A road trip with a new meaning
Before starting immunotherapy, Stone made peace with dying.
“The one thing that really scared me was not the part about the dying but that I was going to be helpless and have to rely on other people,” she says. “I didn’t want to end up in hospice or hospital or have no control over my life.”
She started marking some of her possessions to be given to friends and asked her son, Tripp, 16, at the time, what he wanted. At first, he didn’t want to talk about it. But then Stone thought it might be a good idea to create memories with him.
“I thought, ‘I’m going to go on this last hurrah road trip. … I’m going to see all my friends across the country, one last time, reconnect with all these people,’” Stone says. “‘I’m going to give my son experiences he won’t ever forget — something to remember me.’”
They planned to leave on June 1, 2022. Before that, she received a call that she had “zero cancer.” She told Tripp during a driving lesson that she had news and at first, he worried.
“I said, ‘I have something to tell you.’ And he said, ‘Oh no, is it bad?’ I said, ‘No, it’s very, very good.’ And we both cried.”
“At that point it went from a farewell tour to a celebratory one,” she says. “We just had an amazing time.”
They covered 3,000 miles from Orange County, California, to the Florida Keys to Washington, D.C., New York, City, Niagara Falls and Ohio.
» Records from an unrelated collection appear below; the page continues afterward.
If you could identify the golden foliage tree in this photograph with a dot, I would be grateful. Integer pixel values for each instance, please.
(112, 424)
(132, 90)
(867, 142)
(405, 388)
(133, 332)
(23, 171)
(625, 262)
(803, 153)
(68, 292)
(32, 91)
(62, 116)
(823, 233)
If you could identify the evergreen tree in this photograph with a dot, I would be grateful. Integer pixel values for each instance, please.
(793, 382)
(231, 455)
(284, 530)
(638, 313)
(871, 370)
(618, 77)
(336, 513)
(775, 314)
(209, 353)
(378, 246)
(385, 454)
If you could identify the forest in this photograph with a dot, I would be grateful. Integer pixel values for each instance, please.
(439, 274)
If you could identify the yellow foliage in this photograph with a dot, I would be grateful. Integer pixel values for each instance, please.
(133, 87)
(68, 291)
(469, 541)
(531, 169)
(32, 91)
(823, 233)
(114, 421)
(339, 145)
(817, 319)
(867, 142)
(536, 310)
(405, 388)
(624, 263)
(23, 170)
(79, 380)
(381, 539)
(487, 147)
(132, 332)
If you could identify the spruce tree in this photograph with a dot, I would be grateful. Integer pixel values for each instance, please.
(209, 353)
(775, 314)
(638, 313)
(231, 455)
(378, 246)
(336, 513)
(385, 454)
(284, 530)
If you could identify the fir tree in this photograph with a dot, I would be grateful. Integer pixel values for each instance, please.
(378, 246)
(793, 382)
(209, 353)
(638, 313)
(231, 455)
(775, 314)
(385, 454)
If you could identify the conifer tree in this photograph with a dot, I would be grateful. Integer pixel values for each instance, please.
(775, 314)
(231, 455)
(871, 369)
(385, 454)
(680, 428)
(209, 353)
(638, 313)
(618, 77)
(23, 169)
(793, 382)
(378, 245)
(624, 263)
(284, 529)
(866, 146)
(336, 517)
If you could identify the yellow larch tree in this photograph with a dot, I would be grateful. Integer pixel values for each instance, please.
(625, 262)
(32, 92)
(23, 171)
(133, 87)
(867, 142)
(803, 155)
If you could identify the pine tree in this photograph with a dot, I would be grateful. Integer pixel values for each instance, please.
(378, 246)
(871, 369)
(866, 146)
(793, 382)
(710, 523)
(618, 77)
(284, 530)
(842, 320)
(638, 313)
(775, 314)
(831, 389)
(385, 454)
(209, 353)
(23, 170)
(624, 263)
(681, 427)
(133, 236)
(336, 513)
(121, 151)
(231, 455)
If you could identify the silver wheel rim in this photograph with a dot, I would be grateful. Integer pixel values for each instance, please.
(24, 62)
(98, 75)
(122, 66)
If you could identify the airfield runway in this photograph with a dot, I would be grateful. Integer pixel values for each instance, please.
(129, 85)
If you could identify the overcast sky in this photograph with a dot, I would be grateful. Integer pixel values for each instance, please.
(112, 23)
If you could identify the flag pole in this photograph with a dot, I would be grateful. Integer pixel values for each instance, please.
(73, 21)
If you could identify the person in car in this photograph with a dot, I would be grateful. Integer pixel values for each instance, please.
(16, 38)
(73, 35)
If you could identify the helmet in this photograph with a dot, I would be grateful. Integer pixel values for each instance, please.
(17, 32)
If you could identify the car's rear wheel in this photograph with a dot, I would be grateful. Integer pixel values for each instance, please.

Throughout her experience with cancer, Stone always kept a positive attitude, which she attributes to having a job she loves and planning experiences to look forward to.
“I always have something lined up that’s fun to look forward to. So, we’ve been taking a lot of trips,” she says. “There’s always a goal, something to move forward to.”
CORRECTION (Sept. 20, 2023, 9:13 a.m.) An earlier version of this story misstated that the road trip was 1,500 miles. It was 3,000.